How can those who want to advance human dignity claim and use power toward that good end?
I spent two days last week participating in the annual workshop of the Human Dignity and Humiliation Studies (HumanDHS) Network, held at Teachers College of Columbia University in New York. The workshop is a global, transdisciplinary gathering of educators, practitioners, and activists devoted to advancing dignity and ending humiliation in our society.
At the end of the workshop, we stood in a circle, and each person shared a closing thought. When it was my turn to speak, I noted that the term “power” was not invoked often during our two days together, and I suggested that we need to summon our personal and collective power to address the societal challenges highlighted so eloquently by the participants.
I’d like to elaborate on my remarks here.
I submit that those of us who have witnessed excesses of power may be wary or downright fearful of it, and with good reason.

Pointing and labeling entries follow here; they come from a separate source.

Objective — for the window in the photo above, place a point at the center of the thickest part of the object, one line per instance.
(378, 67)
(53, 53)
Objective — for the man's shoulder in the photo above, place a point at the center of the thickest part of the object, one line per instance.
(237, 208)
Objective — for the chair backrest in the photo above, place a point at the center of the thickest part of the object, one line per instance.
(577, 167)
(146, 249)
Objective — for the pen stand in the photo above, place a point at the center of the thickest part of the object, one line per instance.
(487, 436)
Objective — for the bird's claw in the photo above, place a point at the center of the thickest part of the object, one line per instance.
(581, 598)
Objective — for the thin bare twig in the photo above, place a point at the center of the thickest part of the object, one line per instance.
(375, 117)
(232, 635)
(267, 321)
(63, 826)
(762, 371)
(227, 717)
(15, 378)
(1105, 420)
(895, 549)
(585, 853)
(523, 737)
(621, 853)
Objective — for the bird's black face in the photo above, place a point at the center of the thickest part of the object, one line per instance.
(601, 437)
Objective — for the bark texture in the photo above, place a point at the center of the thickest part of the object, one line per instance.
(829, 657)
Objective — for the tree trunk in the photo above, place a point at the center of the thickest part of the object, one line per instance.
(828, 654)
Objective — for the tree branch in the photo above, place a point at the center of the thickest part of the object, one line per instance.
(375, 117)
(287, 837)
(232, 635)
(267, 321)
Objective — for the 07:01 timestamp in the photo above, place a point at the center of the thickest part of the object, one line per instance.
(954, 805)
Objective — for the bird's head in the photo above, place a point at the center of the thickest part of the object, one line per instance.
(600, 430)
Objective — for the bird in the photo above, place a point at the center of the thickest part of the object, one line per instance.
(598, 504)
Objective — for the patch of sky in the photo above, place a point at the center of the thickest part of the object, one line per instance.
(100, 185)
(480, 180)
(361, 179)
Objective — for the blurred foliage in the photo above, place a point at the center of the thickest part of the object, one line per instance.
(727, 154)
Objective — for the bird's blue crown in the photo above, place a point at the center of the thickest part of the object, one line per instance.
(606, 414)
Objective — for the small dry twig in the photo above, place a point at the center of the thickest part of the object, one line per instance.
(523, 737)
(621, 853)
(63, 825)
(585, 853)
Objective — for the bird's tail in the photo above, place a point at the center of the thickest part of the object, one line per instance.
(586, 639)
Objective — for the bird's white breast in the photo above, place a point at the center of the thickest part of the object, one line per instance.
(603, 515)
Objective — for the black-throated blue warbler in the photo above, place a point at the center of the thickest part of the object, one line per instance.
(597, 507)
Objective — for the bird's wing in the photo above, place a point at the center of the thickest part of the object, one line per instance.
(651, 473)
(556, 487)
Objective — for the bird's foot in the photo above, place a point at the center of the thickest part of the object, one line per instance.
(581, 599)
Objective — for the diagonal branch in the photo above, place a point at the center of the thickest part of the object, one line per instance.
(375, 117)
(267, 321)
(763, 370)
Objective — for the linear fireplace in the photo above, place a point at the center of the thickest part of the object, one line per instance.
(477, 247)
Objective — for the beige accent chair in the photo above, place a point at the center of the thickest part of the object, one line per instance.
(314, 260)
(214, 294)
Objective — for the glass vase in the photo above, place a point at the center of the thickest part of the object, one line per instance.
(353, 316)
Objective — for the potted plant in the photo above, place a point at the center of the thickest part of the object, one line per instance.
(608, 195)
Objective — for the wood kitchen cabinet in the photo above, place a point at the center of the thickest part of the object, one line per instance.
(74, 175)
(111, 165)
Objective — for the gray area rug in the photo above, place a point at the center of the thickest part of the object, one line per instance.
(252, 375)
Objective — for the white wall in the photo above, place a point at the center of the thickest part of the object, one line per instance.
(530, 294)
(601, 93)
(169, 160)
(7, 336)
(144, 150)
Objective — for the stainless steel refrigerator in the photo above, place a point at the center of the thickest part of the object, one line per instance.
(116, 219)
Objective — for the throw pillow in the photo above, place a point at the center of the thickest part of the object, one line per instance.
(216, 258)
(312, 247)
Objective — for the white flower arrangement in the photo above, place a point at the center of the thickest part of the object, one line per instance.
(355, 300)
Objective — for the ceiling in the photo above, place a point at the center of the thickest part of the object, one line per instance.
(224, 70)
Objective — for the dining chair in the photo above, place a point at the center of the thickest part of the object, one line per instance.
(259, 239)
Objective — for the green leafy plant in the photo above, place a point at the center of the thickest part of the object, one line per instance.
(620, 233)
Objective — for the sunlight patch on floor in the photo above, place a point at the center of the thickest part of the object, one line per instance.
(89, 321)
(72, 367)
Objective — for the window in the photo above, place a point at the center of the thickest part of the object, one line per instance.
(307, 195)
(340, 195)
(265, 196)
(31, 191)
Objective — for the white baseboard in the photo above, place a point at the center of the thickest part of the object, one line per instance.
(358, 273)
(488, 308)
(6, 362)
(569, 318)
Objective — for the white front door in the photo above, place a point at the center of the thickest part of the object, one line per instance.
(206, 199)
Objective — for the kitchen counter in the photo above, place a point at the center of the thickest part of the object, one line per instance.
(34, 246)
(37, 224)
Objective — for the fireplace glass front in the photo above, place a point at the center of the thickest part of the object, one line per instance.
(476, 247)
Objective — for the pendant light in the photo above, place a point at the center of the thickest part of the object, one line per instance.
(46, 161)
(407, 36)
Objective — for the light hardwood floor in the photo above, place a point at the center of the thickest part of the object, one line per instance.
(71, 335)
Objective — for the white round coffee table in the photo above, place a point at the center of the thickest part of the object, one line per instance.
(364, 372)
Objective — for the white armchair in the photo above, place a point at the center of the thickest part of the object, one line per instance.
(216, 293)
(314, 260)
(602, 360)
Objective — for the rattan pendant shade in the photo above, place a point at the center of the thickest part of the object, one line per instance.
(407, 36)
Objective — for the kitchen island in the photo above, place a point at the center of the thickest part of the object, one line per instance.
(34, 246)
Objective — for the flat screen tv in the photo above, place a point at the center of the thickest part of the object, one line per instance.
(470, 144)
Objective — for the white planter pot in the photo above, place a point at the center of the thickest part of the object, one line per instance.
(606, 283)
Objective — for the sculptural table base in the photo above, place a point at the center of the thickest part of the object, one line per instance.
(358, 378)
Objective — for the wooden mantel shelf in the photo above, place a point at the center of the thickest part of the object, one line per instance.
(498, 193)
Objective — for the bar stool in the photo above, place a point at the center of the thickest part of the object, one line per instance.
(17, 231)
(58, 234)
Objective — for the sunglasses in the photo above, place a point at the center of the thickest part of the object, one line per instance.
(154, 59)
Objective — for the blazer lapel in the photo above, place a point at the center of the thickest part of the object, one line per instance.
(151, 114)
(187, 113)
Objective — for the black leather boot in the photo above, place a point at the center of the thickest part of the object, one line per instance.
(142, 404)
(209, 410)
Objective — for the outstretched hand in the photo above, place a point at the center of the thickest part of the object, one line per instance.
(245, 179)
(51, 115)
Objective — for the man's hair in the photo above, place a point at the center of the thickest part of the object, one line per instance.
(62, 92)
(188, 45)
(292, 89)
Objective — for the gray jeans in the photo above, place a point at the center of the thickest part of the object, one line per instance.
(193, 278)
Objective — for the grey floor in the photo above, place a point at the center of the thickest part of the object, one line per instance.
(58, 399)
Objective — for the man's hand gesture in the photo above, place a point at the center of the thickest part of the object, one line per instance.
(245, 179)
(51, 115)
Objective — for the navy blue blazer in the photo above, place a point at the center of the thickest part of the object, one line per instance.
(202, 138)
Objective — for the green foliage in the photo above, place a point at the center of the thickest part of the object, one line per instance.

All too often, power is exercised by those who use it to hurt others. Consequently, many of us have come to associate power with abuse.
To illustrate, I think this apprehension is why some progressives are uncomfortable with the labor movement. Organized labor is about building collective power and exercising it. On occasion it can misuse that power. So, yes, there are trade-offs when even the most valuable social movements and institutions demonstrate their imperfections. However, without a strong labor movement, the prospects of everyday workers are quite perilous. It’s no coincidence that here in the U.S., we’ve witnessed the simultaneous decline of union membership levels and rise of massive wealth inequalities over the past three decades.
My larger point is that such ambivalence can cause us to cede our own power to make positive change. Perhaps some feel comfortable with the term “empowered,” which is more likely to be invoked at gatherings of social activists. But I think we need to face down the beast. We need to build our individual and collective power, exercise it effectively and judiciously, and keep it in check when we are tempted to use it excessively.
I realize that my comments may sound more like a self-help rap than a call for a better world, but I have long believed that artificial dichotomies between individual change and social change cause us to overlook their interrelatedness. Power can be heady stuff, like holding a live wire. Those committed to advancing human dignity should carefully but decisively embrace it and use it.